Der Prozess von der Aufnahme der Familie in der Klinik über die Wahrnehmung und Abklärung von Unterstützungsbedarfen bis hin zur Vermittlung in weiterführende Unterstützungsangebote besteht aus vielen einzelnen Teilschritten. An diesem Prozess sind verschiedene Professionen und Fachbereiche beteiligt, die z. T. im Alltag nur wenige Berührungspunkte miteinander haben. Dies trägt dazu bei, dass Familien mit Unterstützungsbedarf gegebenenfalls "übersehen" werden oder innerhalb der unterschiedlichen Leistungssysteme unversorgt bleiben. Insofern braucht es eine Person für den Lotsendienst, die als Ansprechpartnerin bzw. -partner für die verschiedenen Professionen zur Verfügung steht und Kooperationsbeziehungen zwischen den unterschiedlichen beteiligten Leistungssystemen aufbaut. Die Umsetzung des Lotsendienstes aus Geburtskliniken in die Frühen Hilfen ist eine anspruchsvolle Aufgabe, die Kenntnisse und Kompetenzen in unterschiedlichen Bereichen erforderlich macht. Dazu gehören insbesondere:

  • das Wissen um Risiko- und Schutzfaktoren bei Eltern und Kindern für die kindliche Entwicklung,
  • Kenntnis der verschiedenen Beratungs-, Unterstützungs- und Finanzierungsleistungen für junge Familien,
  • eine spezifische Sensibilität für die besondere Situation und die Herausforderungen rund um die Geburt sowie
  • (interkulturelle) Gesprächsführungs- und Beratungskompetenzen.

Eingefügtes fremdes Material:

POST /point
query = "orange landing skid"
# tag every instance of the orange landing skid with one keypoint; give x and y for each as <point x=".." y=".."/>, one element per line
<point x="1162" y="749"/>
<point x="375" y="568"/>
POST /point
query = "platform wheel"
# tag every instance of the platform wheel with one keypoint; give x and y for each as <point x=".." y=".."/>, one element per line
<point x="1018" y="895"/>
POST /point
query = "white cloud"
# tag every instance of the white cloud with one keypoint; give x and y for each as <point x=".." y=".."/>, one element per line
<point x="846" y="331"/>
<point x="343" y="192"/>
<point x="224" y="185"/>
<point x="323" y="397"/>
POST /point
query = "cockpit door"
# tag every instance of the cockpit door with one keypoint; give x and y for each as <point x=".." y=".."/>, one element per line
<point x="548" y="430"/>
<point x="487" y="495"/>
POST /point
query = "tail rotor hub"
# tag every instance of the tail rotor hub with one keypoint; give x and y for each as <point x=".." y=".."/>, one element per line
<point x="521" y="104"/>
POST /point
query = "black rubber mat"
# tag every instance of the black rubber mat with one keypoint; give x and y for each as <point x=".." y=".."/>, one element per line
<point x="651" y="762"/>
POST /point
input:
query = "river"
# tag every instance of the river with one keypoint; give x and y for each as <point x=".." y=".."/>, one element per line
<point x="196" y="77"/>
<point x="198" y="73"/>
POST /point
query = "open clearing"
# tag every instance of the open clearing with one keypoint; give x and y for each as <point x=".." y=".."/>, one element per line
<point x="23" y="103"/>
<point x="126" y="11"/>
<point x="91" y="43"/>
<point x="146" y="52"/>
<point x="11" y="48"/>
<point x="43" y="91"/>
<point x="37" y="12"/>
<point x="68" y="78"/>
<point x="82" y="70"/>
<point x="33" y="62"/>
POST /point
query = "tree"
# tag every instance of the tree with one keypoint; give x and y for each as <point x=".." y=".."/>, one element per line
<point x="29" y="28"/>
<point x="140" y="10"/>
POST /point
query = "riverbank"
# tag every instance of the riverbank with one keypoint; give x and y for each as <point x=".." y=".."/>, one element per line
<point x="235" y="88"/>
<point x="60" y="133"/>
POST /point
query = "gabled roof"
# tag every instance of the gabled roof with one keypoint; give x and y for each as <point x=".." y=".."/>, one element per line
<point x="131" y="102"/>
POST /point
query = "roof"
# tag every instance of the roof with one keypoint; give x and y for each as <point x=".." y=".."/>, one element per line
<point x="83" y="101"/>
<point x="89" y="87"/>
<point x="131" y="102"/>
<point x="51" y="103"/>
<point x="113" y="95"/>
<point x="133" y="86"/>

Um die herausfordernde Lotsentätigkeit bewältigen zu können, muss sie von einer Fachkraft übernommen werden und kann nicht von Ehrenamtlichen bzw. Freiwilligen geleistet werden. In der Praxis finden sich Lotsinnen und Lotsen, die einen (sozial-)pädagogischen Hintergrund haben oder aus dem Gesundheitswesen stammen, insbesondere (Familien-)Hebammen oder Familien-Gesundheits- und Kinderkrankenpflegende (FGKiKP). Es muss gewährleistet sein, dass die Lotsin bzw. der Lotse über die für die Umsetzung des Lotsendienstes nötigen Kompetenzen und Befugnisse verfügt. Als zielführend haben sich ergänzende aufgabenspezifische Schulungen für die Fachkraft erwiesen.

Weiterhin sind fortlaufende Instrumente der Qualitätssicherung erforderlich, dazu zählen vor allem Fachberatung, Supervision und kontinuierliche Qualifizierungen.

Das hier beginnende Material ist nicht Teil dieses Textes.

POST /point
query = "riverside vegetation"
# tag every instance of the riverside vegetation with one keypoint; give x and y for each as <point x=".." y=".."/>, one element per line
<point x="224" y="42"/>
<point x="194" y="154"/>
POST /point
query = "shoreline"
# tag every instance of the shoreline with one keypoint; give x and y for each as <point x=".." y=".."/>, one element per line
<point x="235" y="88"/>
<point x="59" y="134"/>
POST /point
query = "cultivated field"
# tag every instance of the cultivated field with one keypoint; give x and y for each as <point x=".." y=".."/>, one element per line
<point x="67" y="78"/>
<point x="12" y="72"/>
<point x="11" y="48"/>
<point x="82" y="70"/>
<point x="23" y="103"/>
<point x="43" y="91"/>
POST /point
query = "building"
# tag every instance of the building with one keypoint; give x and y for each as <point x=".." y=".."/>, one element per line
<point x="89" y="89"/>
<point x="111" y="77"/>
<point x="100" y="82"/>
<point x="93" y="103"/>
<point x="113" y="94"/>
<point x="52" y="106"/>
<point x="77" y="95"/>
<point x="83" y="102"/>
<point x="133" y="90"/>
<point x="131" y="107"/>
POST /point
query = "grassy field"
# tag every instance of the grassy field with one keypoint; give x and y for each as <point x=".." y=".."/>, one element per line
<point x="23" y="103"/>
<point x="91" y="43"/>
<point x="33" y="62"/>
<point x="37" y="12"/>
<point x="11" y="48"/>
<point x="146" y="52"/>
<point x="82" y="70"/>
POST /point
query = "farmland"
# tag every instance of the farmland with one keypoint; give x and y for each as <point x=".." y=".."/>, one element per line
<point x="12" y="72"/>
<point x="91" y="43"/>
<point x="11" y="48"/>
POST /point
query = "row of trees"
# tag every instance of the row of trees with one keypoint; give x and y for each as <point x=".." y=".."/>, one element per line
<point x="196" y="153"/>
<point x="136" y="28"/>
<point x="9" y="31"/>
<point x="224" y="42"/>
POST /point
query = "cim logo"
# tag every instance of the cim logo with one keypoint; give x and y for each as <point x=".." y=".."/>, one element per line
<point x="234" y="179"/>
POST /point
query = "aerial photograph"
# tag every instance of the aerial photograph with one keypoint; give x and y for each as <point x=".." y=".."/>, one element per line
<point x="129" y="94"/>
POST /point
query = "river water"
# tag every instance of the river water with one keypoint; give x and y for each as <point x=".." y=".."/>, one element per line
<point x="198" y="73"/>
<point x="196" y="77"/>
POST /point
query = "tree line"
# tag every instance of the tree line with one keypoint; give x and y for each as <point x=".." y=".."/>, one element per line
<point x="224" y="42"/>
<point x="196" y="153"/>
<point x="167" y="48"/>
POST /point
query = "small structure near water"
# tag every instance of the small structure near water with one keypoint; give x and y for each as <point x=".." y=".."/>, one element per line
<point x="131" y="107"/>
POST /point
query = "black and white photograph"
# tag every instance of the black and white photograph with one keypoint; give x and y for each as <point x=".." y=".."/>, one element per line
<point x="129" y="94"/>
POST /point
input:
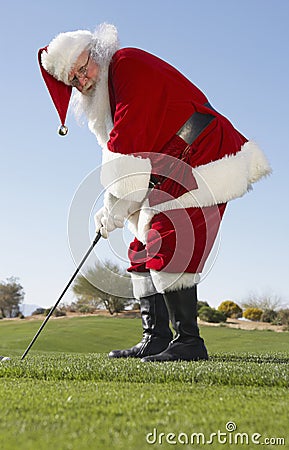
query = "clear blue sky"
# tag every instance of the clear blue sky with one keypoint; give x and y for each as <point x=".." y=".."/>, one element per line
<point x="236" y="52"/>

Die kooperierenden Akteure in der Klinik sind für die erfolgreiche Umsetzung des Lotsendienstes zentral. So wird eine erste Wahrnehmung der Unterstützungsbedarfe von Familien in der Regel von den in der Klinik tätigen Fachkräften (insbesondere Hebammen, pflegerische, pädagogische und therapeutische Fachkräfte sowie Ärztinnen und Ärzte im Kreißsaal und auf der Wochenstation, gegebenenfalls. auch auf den gynäkologischen Stationen, in den Perinatalzentren und in der Kinderklinik) vorgenommen. Zum Teil findet dieser Schritt im Rahmen der Anamnese statt, zum Teil wird er in einem separaten Verfahren umgesetzt.

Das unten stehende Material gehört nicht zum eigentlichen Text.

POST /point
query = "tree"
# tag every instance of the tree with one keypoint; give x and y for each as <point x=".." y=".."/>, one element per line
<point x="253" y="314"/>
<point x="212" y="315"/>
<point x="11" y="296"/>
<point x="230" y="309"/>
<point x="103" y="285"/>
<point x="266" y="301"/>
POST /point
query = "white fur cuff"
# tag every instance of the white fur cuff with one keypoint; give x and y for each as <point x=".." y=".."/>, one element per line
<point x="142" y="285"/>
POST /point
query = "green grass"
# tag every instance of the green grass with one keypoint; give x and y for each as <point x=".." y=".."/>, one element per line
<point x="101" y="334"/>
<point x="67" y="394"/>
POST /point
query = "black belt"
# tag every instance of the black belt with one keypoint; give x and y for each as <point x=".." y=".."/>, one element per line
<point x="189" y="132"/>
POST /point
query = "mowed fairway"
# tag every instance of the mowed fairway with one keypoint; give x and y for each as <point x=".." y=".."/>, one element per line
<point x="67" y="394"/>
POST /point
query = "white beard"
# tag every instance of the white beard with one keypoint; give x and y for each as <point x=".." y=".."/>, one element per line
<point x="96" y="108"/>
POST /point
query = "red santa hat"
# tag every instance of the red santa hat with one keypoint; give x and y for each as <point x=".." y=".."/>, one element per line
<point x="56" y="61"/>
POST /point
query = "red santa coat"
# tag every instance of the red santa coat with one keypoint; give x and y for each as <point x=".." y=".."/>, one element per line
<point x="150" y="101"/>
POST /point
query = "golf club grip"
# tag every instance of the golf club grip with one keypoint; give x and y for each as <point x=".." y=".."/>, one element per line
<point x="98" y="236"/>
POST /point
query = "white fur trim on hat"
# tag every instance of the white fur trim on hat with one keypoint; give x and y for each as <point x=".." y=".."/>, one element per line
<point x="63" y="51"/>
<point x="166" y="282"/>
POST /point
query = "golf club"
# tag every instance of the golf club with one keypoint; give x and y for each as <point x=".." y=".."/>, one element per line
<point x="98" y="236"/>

Für das Funktionieren des Lotsendienstes ist es daher elementar, dass das am Umsetzungsprozess beteiligte Klinikpersonal eine niedrigschwellige Schulung in Bezug auf den Lotsendienst erhält. Dazu gehört, dass das Klinikpersonal über Zielsetzung und zentrale Konzeptelemente des Lotsendienstes informiert ist, die Verfahrensweisen, unterstützenden Instrumente sowie deren Nutzungsmöglichkeiten kennt und weiß, wie die Zusammenarbeit innerhalb und außerhalb der Klinik vonstattengehen sollte und wer die jeweils zuständigen Ansprechpersonen sind. Zudem muss das Klinikpersonal dafür sensibilisiert werden, Belastungsfaktoren, Ressourcen und Unterstützungsbedarfe der Familien wahrzunehmen. Ein zentrales Ziel der Schulung ist, alle Beteiligten für die Unterstützung und Mitwirkung am Lotsendienst zu gewinnen.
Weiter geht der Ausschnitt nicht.